Why is monopolistic competition more efficient than monopoly?
Monopolistic competition is more efficient than monopoly is:-the firm’s demand curve is more elastic because it has less market power to setits price. -The monopolistically competitive firms will set a lower price and produce morethan the monopoly; there is a smaller deadweight loss.
How do you know if a firm is allocatively efficient?
A firm is allocatively efficient when its price is equal to its marginal costs (that is, P = MC) in a perfect market.
How is productive efficiency achieved in monopoly?
Productive efficiency: occurs where P= min ATC. Monopoly firms will not achieve productive efficiency as firms will produce at an output which is less than the output of min ATC. X-inefficiency may occur since there is no competitive pressure to produce at the minimum possible costs.
What is the productively efficient output?
Productive efficiency represents the maximum output of a product given scarce resources. The production of any additional units results in opportunity costs—one of which is the reduced output of another product. This metric focuses entirely on monetary costs and resources.
Why is monopolistic competition not productively efficient?

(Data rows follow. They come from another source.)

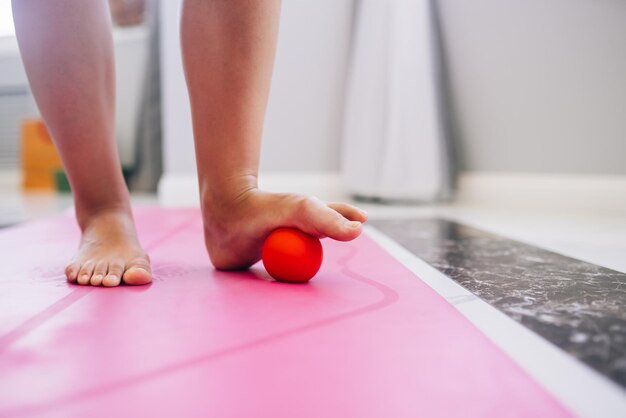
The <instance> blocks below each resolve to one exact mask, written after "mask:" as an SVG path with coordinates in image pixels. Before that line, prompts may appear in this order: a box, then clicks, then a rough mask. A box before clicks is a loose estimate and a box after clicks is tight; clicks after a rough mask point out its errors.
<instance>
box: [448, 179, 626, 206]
mask: <svg viewBox="0 0 626 418" xmlns="http://www.w3.org/2000/svg"><path fill="white" fill-rule="evenodd" d="M455 204H458V205H461V206H480V207H493V208H513V209H520V210H542V211H563V212H568V213H576V212H596V213H598V212H600V213H618V214H619V213H621V214H626V176H610V175H569V174H513V173H463V174H461V175H460V176H459V179H458V187H457V193H456V195H455Z"/></svg>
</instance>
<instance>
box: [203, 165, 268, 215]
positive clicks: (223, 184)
mask: <svg viewBox="0 0 626 418" xmlns="http://www.w3.org/2000/svg"><path fill="white" fill-rule="evenodd" d="M257 184H258V181H257V176H256V175H255V174H243V175H237V176H231V177H223V178H217V179H207V180H206V181H204V182H203V181H201V182H200V197H201V202H202V206H203V208H205V207H206V208H210V209H211V210H217V211H221V210H223V211H228V210H230V209H232V208H233V207H236V206H238V205H239V204H240V203H241V202H242V201H245V200H246V199H247V198H248V197H249V196H250V195H252V194H253V193H254V192H255V191H256V190H258V186H257Z"/></svg>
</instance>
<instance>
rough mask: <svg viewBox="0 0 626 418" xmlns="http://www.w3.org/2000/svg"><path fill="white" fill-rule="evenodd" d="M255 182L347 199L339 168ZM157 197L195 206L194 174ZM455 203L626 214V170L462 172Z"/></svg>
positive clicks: (262, 188) (498, 207) (333, 197)
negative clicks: (533, 173)
mask: <svg viewBox="0 0 626 418" xmlns="http://www.w3.org/2000/svg"><path fill="white" fill-rule="evenodd" d="M259 186H260V187H261V188H262V189H264V190H268V191H273V192H294V193H302V194H308V195H313V196H317V197H319V198H320V199H323V200H327V201H333V200H345V199H348V196H347V195H346V193H345V192H344V190H343V187H342V182H341V177H340V174H339V173H338V172H279V173H267V174H261V176H260V178H259ZM159 202H160V203H161V204H163V205H164V206H199V199H198V185H197V179H196V176H195V175H193V174H172V173H167V174H165V175H164V176H163V177H162V178H161V181H160V183H159ZM453 205H454V206H461V207H466V206H467V207H488V208H494V209H499V208H506V209H519V210H536V211H562V212H564V213H565V212H567V213H587V212H595V213H607V214H608V213H612V214H625V215H626V176H605V175H551V174H510V173H470V172H468V173H462V174H461V175H460V176H459V178H458V186H457V191H456V194H455V198H454V200H453Z"/></svg>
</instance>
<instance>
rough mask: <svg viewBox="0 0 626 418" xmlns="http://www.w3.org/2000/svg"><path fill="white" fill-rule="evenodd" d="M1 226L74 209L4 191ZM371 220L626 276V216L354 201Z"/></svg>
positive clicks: (508, 209) (49, 198) (43, 217)
mask: <svg viewBox="0 0 626 418" xmlns="http://www.w3.org/2000/svg"><path fill="white" fill-rule="evenodd" d="M132 201H133V205H135V206H141V205H156V204H157V201H158V200H157V197H156V195H151V194H133V195H132ZM0 202H1V204H0V225H9V224H15V223H18V222H24V221H29V220H34V219H40V218H44V217H48V216H52V215H55V214H58V213H61V212H63V211H66V210H71V207H72V198H71V195H69V194H55V193H22V192H19V191H16V190H8V191H4V192H2V191H0ZM355 204H357V205H359V206H360V207H362V208H363V209H365V210H366V211H367V212H368V214H369V215H370V217H371V218H389V217H394V218H411V217H444V218H448V219H452V220H456V221H459V222H461V223H465V224H467V225H471V226H475V227H477V228H480V229H483V230H486V231H489V232H493V233H496V234H500V235H504V236H506V237H509V238H512V239H516V240H519V241H523V242H526V243H528V244H532V245H536V246H539V247H542V248H545V249H548V250H552V251H556V252H559V253H561V254H564V255H567V256H570V257H574V258H578V259H581V260H584V261H587V262H590V263H594V264H598V265H601V266H604V267H607V268H611V269H614V270H618V271H621V272H626V213H624V214H623V215H619V214H615V213H613V214H605V213H596V214H594V213H590V212H585V213H580V214H578V213H576V212H575V211H574V210H570V211H559V212H556V211H554V210H552V211H541V210H515V209H511V208H488V207H479V206H460V205H454V204H449V205H440V206H428V205H385V204H372V203H360V202H359V203H355Z"/></svg>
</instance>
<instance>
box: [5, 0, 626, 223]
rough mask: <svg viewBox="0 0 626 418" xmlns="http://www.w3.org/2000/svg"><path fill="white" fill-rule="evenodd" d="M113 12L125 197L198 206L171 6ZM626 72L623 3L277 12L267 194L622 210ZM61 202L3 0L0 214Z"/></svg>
mask: <svg viewBox="0 0 626 418" xmlns="http://www.w3.org/2000/svg"><path fill="white" fill-rule="evenodd" d="M110 6H111V12H112V16H113V22H114V41H115V58H116V71H117V140H118V145H119V151H120V156H121V160H122V164H123V169H124V172H125V174H126V176H127V181H128V183H129V186H130V188H131V190H132V191H133V194H134V195H135V196H136V197H137V198H138V199H139V200H141V199H144V200H145V201H147V202H159V203H161V204H164V205H170V206H172V205H173V206H176V205H197V204H198V196H197V185H196V178H195V160H194V154H193V142H192V133H191V119H190V112H189V106H188V101H187V92H186V87H185V83H184V79H183V73H182V65H181V58H180V48H179V37H178V15H179V8H180V2H179V1H174V0H173V1H164V0H161V1H157V0H111V1H110ZM625 74H626V2H623V1H616V0H599V1H590V0H553V1H550V2H545V1H539V0H530V1H523V0H475V1H473V2H464V1H460V0H433V1H426V0H389V1H385V2H382V1H376V0H340V1H337V0H288V1H284V2H283V6H282V15H281V24H280V32H279V41H278V49H277V56H276V63H275V67H274V78H273V84H272V89H271V93H270V100H269V106H268V111H267V116H266V125H265V131H264V138H263V147H262V156H261V186H262V187H265V188H267V189H270V190H280V191H298V192H301V193H311V194H315V195H319V196H320V197H322V198H326V199H342V198H346V199H352V198H354V199H360V200H365V201H370V202H382V203H384V204H392V205H393V204H403V205H487V206H510V207H516V208H519V207H529V208H536V209H539V210H543V209H545V210H557V211H559V210H565V209H567V210H572V209H573V210H581V211H583V210H587V211H596V212H598V213H600V212H619V213H626V77H625V76H624V75H625ZM67 192H68V186H67V182H66V180H65V179H64V175H63V170H62V166H61V165H60V162H59V160H58V157H56V155H55V151H54V147H53V145H52V143H51V142H50V139H49V138H48V137H47V133H46V130H45V126H44V125H43V124H42V123H41V121H40V120H39V116H38V112H37V109H36V105H35V104H34V101H33V99H32V96H31V94H30V92H29V87H28V82H27V79H26V76H25V73H24V70H23V67H22V64H21V60H20V57H19V51H18V48H17V43H16V40H15V36H14V29H13V23H12V18H11V3H10V1H9V0H0V195H1V196H3V197H2V209H1V210H2V211H3V212H2V213H0V219H15V220H21V219H23V218H28V217H32V216H35V215H36V214H39V213H41V212H45V211H46V210H47V209H45V208H47V207H52V208H55V209H58V208H59V207H67V206H69V205H71V196H70V195H69V194H67ZM68 202H69V203H68ZM4 222H5V223H8V222H9V220H6V221H4Z"/></svg>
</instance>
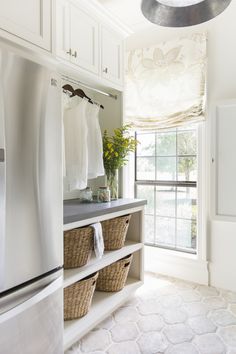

A monopolistically competitive firm is not productively efficient because it does not produce at the minimum of its average cost curve. A monopolistically competitive firm is not allocatively efficient because it does not produce where P = MC, but instead produces where P > MC.
How is monopoly inefficient?
Some modern economists argue that a monopoly is by definition an inefficient way to distribute goods and services. This theory suggests that it obstructs the equilibrium between producer and consumer, leading to shortages and high prices. Other economists argue that only government monopolies cause market failure.
How is monopolistic competition more efficient than monopoly?
Which of the following describes a difference between allocative efficiency and productive efficiency in a perfectly competitive market?
Which of the following describes a difference between allocative efficiency and productive efficiency in a perfectly competitive market? Allocative efficiency is achieved in the short run and the long run. Productive efficiency is achieved only in the long run.
Why are monopolies efficient?
Firms benefit from monopoly power because: They can charge higher prices and make more profit than in a competitive market. The can benefit from economies of scale – by increasing size they can experience lower average costs – important for industries with high fixed costs and scope for specialisation.